Samira refuses to be a silent observer as an Iranian situated between the tragedies of Afghanistan and Iraq and demands to know her country's neighbors. She has traveled in the area, spent time on its border taking photographs since she was a child and has much to say about the plight of women and a war torn country, mediated by images that conveys little of its people.

The young filmmaker's interest in Afghanistan goes back to her father's film Cyclist (1989), made when she was eight year's old. The film has her father's stamp and a tradition he has transmitted.
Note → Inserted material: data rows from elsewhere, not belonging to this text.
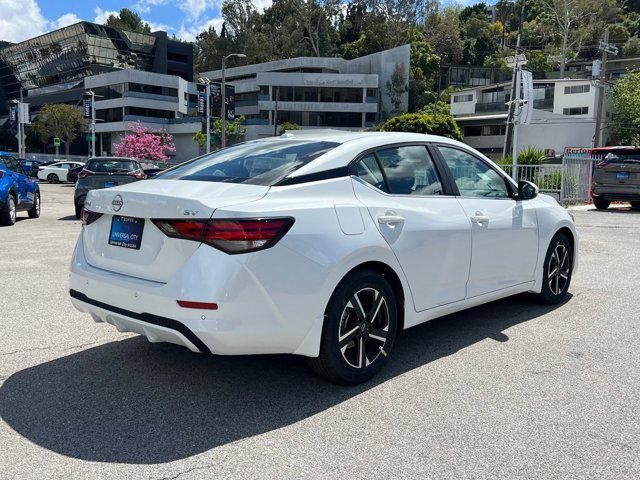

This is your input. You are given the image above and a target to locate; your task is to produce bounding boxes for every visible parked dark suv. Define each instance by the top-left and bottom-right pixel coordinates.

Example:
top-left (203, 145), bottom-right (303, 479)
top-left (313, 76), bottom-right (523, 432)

top-left (74, 157), bottom-right (147, 218)
top-left (593, 147), bottom-right (640, 210)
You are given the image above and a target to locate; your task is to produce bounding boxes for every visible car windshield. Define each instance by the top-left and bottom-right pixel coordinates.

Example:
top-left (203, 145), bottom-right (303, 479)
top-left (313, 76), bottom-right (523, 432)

top-left (154, 139), bottom-right (339, 186)
top-left (86, 158), bottom-right (138, 173)
top-left (604, 150), bottom-right (640, 164)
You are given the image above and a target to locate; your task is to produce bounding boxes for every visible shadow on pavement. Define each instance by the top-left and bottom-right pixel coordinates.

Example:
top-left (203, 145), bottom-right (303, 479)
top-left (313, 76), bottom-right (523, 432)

top-left (0, 296), bottom-right (568, 464)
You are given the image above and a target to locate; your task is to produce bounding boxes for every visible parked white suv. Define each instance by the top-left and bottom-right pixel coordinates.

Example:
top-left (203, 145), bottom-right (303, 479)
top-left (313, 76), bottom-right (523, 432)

top-left (70, 132), bottom-right (578, 383)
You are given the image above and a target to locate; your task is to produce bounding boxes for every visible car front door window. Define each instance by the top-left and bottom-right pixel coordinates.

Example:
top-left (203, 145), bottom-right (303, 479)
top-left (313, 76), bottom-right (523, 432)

top-left (356, 153), bottom-right (389, 193)
top-left (439, 147), bottom-right (509, 198)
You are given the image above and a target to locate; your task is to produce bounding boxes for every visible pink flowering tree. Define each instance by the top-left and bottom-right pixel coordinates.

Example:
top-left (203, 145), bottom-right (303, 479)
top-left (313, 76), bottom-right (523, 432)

It is a human interest story and Samira acted in the film made at the Pakistani border of Afghanistan. Her knowledge of the area inspired her sympathy and subsequent work in cinema. A writer and filmmaker from post-revolutionary Iran, father Mohsen Makhmalbaf started Makhmalbaf Film House in 1996 taking a break in filmmaking to teaching film to selected students, including his three children: Samira, Maysam and Hana.

"I want to show the backwardness about Afghanistan and the conflicts between past and present generations with shots of men and women. Samira emphasized that"satellite pictures", including media
images of the USA rescue operation, "do not provide the true picture of the hidden war in Afghanistan. I try to represent people not politicians". She is convinced that her work should be showing the plight and suffering of these people through cinema.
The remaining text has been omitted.